Background of the Study
The Nigerian banking industry has witnessed tremendous changes and
expansion since the mid 1980s. Unfortunately the growth and expansion
in the sector are not the manifestation of a sound or vibrant banking
system known anywhere in the world. Most banks in Nigeria are
characterized by inadequate capital base, poor services, hug rate of
bankruptcy, lack of management expertise, bad debt syndrome and greater
exposure to fraud. In addition, many have poor database and lack of
reliable information on which sound policy decision can be take by
Board of Directors. This is a fragile banking system which is waiting
to explode from the contagion effect of the liquidation of over eleven
banks which are technically considered distressed. Currently there are
89 banks in operation in Nigeria, with 79 being considered marginal or
fringe players and with over 1,036 – fraud case in banks in 2003 while
N9.3 billion was lost through fraudulent activities.
A poor banking system of this nature creates unquantifiable
problems and crisis in the economy which could result in thousands of
people losing their jobs, lost of depositors’ money, lost of confidence
in the banking system and above all the banks can have little
contribution to the economic development of the country. Essentially,
the objectives of the new, banking sector reform though
recapitalization of N25 billion for each bank intends among other
things to take proactive steps to prevent an imminent systematic crisis
and collapse of the banking industry, create a sound banking system
that depositors can trust, create banks that investors can rely upon to
finance investment in the economy to drive down the cost structure of
banks and make them more competitive and development oriented and to
ensure Nigeria meets minimum requirements for regional financial system
integration, effectively, positioned to be a key. African regional and
global player.
Taking this steps is imperative for the survival of the fragile
banking system in Nigeria and to be at per with the global trend.

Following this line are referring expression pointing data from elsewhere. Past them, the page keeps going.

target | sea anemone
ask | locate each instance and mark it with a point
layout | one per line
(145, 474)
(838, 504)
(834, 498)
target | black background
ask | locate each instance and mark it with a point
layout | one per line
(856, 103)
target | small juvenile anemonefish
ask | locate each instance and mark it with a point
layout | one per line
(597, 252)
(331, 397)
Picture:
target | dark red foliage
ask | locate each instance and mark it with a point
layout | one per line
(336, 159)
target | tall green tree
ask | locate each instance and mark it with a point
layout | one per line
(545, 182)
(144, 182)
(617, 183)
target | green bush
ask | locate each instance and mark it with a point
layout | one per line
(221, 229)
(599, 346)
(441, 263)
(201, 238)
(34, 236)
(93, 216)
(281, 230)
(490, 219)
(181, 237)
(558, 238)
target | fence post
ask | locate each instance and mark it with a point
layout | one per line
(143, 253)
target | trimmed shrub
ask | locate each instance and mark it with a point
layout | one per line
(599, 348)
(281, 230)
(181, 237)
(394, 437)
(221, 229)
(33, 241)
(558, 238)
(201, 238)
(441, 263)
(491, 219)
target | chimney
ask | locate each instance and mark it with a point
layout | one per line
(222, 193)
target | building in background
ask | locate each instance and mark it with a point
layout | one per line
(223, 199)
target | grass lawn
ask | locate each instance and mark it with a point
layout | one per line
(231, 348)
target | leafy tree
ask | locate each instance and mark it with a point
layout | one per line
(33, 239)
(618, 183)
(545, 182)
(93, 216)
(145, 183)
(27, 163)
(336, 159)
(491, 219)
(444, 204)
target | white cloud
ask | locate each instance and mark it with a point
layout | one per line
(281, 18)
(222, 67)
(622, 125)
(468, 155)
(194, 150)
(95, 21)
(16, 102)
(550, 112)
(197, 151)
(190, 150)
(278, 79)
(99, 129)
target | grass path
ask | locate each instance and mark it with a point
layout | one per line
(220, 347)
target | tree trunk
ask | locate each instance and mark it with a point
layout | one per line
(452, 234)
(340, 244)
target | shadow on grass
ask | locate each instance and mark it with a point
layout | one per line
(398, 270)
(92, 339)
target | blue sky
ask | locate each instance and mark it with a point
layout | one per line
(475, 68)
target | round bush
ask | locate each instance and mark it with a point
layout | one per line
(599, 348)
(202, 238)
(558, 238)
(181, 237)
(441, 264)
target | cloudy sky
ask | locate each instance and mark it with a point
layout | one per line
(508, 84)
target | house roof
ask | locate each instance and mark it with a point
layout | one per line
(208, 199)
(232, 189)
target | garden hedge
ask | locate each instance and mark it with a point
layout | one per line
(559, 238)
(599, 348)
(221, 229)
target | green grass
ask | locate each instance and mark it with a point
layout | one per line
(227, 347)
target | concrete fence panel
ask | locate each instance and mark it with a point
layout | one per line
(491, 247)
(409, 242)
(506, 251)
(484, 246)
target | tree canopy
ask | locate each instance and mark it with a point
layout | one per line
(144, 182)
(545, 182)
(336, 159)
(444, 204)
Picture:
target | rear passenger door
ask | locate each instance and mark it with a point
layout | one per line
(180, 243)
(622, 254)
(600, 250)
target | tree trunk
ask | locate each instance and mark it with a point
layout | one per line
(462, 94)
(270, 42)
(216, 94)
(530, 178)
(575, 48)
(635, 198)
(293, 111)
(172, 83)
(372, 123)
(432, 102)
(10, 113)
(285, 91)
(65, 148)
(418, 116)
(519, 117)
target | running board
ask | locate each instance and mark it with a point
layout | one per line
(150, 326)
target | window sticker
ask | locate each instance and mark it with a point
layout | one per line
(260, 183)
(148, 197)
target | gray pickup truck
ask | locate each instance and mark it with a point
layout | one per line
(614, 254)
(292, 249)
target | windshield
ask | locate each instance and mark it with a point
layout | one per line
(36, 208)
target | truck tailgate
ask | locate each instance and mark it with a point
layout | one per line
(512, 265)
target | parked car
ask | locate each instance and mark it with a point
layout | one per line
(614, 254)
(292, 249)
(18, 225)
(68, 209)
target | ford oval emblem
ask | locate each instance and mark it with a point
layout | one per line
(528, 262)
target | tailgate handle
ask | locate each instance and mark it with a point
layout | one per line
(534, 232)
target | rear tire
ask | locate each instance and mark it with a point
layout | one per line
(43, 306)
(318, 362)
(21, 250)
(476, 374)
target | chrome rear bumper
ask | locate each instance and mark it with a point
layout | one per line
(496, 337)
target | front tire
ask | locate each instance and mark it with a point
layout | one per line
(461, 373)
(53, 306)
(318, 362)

Generally speaking, the current average capitalization of banks in
Nigeria is less than $10 million or N1.3 billion and with the largest
bank in Nigeria having $298 million compared with the smallest
Malaysian bank with $526 million. This is an important indices for an
understanding of the unique, nature of the Nigeria banking system among
developing economies.
In the study an attempt has been made by examining the fragile
banking system of Nigeria, the need for recapitalization, the various
strategies by Commercial Banks to meet the recapitalization
requirements and how recapitalization can enhance repositioning of
Commercial Banks in competitive marketing environment of Nigeria.
Although the full policy implementation of recapitalization takes effect
from December 2005, this study provides an insight into the
anticipated challenges of post-recapitalization era. These challenges
as evident in the current mergers and acquisitions by smaller banks
provide input for academic research and analysis. However, it is also
the intention of this study to outline the various repositioning
strategies of United Bank for Africa towards meeting the challenges of
the Banking Sector reforms in maintaining a leading position among new
generation banks in meeting the CBN recapitalization requirement
deadline.
It is hope that the finding of this research study would provide a
pioneering blue-print for commercial banks in Nigeria to adequately
cope with post-recapitalization challenges of the marketing
scenario.
1.1 Statement of the Problem
The rising incidence of bankruptcy and distress syndrome in the
Nigerian baking system caused by poor capital base, lack of management
expertise, bad debt syndrome corrupt practices and fraud among other
have created serious concern to depositors, investors and the rational
economy. The need to address this issue has brought the need for
redefining the capital base of commercial banks in Nigeria to make the
banking sector strong. Dependable and viable with minimal distress and
meaningful contribution to the growth of the Nigerian economy. The
recapitalization of N25 billion makes it imperative for Commercial Banks
to seek for investors and to merge into meet the December 31st 2005
deadline.
The banks that meet up the recapitalization targets may be fewer
in number, stronger in capital base, well positioned to carry out full
the main challenges before the competing banks is to evolve effective
marketing strategies to attract customers to patronize their services
and to maintain a leading position in the industry.
United Bank for Africa as a successful emerging bank under the
new recapitalization policy has a well designed, modern financial
marketing network, better positioned for the post-recapitalization
competitive marketing of financial services in Nigeria.
This study makes a critical analysis and examination of the
marketing activities of United Bank for Africa Plc, Abuja designed to
achieve competitive advantage. It is hope that the finding of this
study would provide an important blue-print for effective modern
marketing of banking services in Nigeria.